In our Bible Study this past week, one of our parishioners described Great Lent with a beautiful image – she said it is like a vacation, a time of joy and renewal. That’s a nice way to look at it. One should never look at Lent as a gloomy religious exercise, or simply as a time we give things up, and surely not as some type of punishment.
Great Lent is our return back into Paradise. Yes, it’s a time of sorrow but also of deep joy. Sorrow as we reflect on our many sins but joy in the mercy and grace of God that we receive. In one of today’s hymns, we hear how “Adam sat outside Paradise and wept…” Adam weeps because he realizes what he lost. He sits outside of Paradise crying and wondering if he can every go back.
Well, Great Lent is precisely the response to this dilemma. God calls us to wake up, remember what we have lost and then repent and turn back toward Him. The Church lovingly tells us, “It is time to come home.”
We hear this clearly in today’s Epistle reading from Saint Paul: "Salvation is nearer to us now than when we first believed; the night is far gone, the day is at hand. Let us then cast off the works of darkness and put on the armor of light.”
The Great Apostle warns us with urgency.
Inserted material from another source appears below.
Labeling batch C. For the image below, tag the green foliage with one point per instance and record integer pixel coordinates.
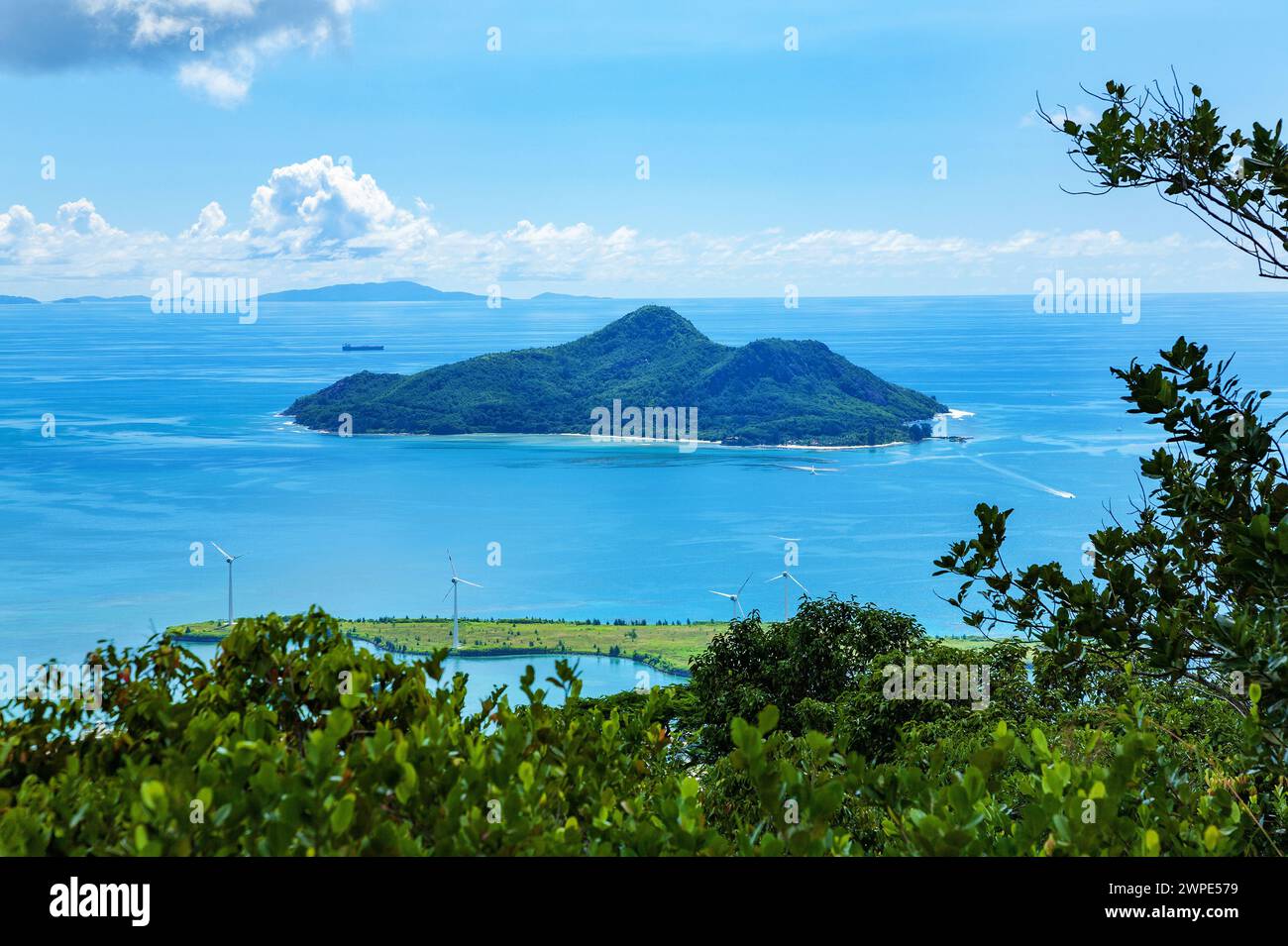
(1176, 142)
(816, 656)
(771, 391)
(1190, 593)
The night is far gone. The day is at hand. Salvation is nearer now. In other words: Now is the time to act! Not next year. Not when life slows down. Not at a different stage of life. Not when things are more convenient. But NOW!
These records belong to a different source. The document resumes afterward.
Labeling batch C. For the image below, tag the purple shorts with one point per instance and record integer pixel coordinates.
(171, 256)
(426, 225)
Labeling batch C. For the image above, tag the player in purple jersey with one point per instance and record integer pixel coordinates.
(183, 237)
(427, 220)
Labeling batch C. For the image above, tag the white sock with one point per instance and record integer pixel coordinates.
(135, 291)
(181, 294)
Great Lent is God’s gift to shake us awake from spiritual slumber. Yet before we take even one step on this journey, the Church stops us at the door and says, “First, forgive one another!” Because resentment is spiritual poison.
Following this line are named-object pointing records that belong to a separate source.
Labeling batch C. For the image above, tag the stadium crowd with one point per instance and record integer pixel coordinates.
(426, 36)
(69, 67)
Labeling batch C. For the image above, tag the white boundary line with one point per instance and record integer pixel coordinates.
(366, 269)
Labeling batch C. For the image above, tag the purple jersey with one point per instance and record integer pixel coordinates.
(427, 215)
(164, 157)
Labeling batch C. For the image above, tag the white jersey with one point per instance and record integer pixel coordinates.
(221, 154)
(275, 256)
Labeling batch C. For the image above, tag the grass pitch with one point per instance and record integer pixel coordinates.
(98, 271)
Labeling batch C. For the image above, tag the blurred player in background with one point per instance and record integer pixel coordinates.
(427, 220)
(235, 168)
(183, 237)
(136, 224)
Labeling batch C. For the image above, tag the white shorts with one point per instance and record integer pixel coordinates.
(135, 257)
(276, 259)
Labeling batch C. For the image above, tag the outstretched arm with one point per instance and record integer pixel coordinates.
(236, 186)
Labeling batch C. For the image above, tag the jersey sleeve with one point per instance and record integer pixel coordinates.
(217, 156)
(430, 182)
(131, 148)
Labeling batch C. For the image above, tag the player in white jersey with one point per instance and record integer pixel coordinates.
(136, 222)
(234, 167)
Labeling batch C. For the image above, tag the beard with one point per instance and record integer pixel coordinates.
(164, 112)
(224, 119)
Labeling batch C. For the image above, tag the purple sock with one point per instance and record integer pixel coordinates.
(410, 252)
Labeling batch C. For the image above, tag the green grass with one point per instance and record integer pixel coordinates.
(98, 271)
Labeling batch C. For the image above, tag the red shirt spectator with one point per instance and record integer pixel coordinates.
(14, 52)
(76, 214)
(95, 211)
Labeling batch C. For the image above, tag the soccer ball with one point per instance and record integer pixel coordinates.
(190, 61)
We can fast strictly. We can attend every Lenten service. We can make full prostrations. Yet, if our heart remains hardened toward any brother or sister, then our fasting becomes empty. Saint John Chrysostom bluntly warned “the one who fasts but does not forgive is like someone who builds with one hand and destroys with the other.” Forgiveness is never optional in the Christian life but essential.
Of course, if we’re honest, we can agree that forgiveness is not always easy. To forgive another doesn’t mean we pretend nothing happened. We are not saying that we weren’t hurt and forgiveness won’t instantly remove the pain or allow us to blindly trust another again.
Forgiveness implies something much deeper. It means we release the other person into the hands of our merciful God. It means we refuse to allow bitterness to remain in our soul. Through forgiveness we choose freedom over captivity. When we refuse to forgive another, we remain imprisoned by our own bitterness and pride. When we forgive, we become free.
And Great Lent is all about freedom. Freedom from our typical lifestyle that too often leads us away from God and enslaves us. We are invited to a radical change for the next 40 days - to slow down; to simplify our lives; to become more intentional; and to focus on what truly matters.
The world is noisy, fast, distracted, and spiritually exhausting. It fragments our lives. Lent invites us to step out of that current and enter a different rhythm where we becoming whole once again by praying more, fasting with purpose, giving more generously, repenting more deeply and forgiving more freely. All of this leads us back to God.
So, let us stand on the threshold of Great Lent and do the following. Begin with forgiveness. Who am I angry with? Whose name tightens my heart? Where am I still holding onto the past? Bring that person before Christ and ask the Lord to help you forgive.
Then enter Great Lent intentionally, not casually. Through our prayer, fasting, confession, and acts of mercy, take small, concrete steps that will change our heart over time. And always remember the ultimate goal – to encounter the living God in new ways. Make every prostration, every act of forgiveness, every sincere prayer, and every hidden sacrifice lead us one step closer into the Kingdom of God.
Salvation is nearer to us now than when we first believed. May this Lent not pass us by but truly change us, bringing us back into the joy of Paradise.